FP32 vs FP16
First of all thank you for your work!
The base model you used as pre-trained model Alibaba-NLP/gte-multilingual-base
is trained in FP16. Your fine-tuned version is trained in F32.
Is it for better performance?
Do you think we can convert it back to FP16 to reduce memory use and faster inference?
Thank you,
@GuillaumeGrosjean
!
I’ve tested converting the model back to FP16 for inference, and there’s no significant difference in prediction time compared to the FP32 version. Memory usage is reduced, and performance remains stable. Therefore, using FP16 for inference is a practical approach to optimize resource usage without compromising performance.
Loading your model in FP16 saves a lot of computing time on my configuration (GPU T4):
import torch
from sentence_transformers import SentenceTransformer
model = SentenceTransformer('dangvantuan/french-document-embedding', trust_remote_code=True)
model.encode(["Bonjour ! "*100]*1000, show_progress_bar=True)
# Log: Batches: 100%|████████████████████████████████| 32/32 [00:16<00:00, 1.91it/s]
model = SentenceTransformer('dangvantuan/french-document-embedding', trust_remote_code=True, model_kwargs={"torch_dtype": torch.float16})
model.encode(["Bonjour ! "*100]*1000, show_progress_bar=True)
# Log: Batches: 100%|████████████████████████████████| 32/32 [00:03<00:00, 8.43it/s]
Maybe this performance gain only applies to GPUs ?

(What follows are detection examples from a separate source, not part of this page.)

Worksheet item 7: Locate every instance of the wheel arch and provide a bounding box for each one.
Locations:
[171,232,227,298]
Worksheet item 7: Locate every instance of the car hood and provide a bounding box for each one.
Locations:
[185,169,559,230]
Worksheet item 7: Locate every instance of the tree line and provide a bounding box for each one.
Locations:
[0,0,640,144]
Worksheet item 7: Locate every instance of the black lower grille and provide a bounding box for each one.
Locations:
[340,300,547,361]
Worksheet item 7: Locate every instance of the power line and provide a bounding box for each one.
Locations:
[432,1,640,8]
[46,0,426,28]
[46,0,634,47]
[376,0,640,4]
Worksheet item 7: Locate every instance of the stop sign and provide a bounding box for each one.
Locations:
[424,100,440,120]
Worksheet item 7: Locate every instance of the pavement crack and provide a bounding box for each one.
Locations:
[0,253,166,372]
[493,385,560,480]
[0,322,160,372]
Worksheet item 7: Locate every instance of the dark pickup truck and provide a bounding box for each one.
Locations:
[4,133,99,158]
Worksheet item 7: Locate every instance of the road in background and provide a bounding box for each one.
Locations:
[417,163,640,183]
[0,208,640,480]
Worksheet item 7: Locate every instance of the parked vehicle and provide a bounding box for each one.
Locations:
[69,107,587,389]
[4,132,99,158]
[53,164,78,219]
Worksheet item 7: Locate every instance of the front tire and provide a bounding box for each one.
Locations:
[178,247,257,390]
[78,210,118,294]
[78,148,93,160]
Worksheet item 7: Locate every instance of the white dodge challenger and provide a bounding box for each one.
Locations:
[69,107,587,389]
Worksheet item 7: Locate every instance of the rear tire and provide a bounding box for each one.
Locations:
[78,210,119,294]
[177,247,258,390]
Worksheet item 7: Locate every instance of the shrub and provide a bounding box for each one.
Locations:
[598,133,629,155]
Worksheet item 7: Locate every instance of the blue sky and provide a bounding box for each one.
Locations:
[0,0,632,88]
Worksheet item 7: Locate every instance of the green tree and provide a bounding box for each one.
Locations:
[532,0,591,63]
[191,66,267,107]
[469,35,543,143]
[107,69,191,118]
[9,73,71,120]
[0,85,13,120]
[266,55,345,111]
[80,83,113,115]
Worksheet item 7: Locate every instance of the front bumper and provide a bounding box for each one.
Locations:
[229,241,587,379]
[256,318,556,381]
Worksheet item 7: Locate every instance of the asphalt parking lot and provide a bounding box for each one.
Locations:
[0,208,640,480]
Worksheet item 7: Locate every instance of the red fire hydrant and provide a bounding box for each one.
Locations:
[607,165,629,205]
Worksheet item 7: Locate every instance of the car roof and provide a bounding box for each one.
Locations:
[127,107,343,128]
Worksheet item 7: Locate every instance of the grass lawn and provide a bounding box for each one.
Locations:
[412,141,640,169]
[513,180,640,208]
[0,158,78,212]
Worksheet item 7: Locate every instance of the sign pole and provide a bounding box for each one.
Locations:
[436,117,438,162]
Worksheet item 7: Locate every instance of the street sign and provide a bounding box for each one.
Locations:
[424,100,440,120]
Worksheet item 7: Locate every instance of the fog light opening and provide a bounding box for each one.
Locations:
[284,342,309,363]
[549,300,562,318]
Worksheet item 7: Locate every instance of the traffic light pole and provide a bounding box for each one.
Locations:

To specify my question, I was wondering about the impact of quantizing F32-trained models to FP16 on metrics. Do you think there will be a huge drop in benchmark scores ? Do we lose performance over memory/compution time ?
Hi
@GuillaumeGrosjean
The performance using FP16 is nearly identical to FP32, with only a negligible difference (~2e-4). However, FP16 significantly reduces computation time and memory usage, especially on GPUs like the T4. It’s an optimal choice for improving efficiency without sacrificing accuracy.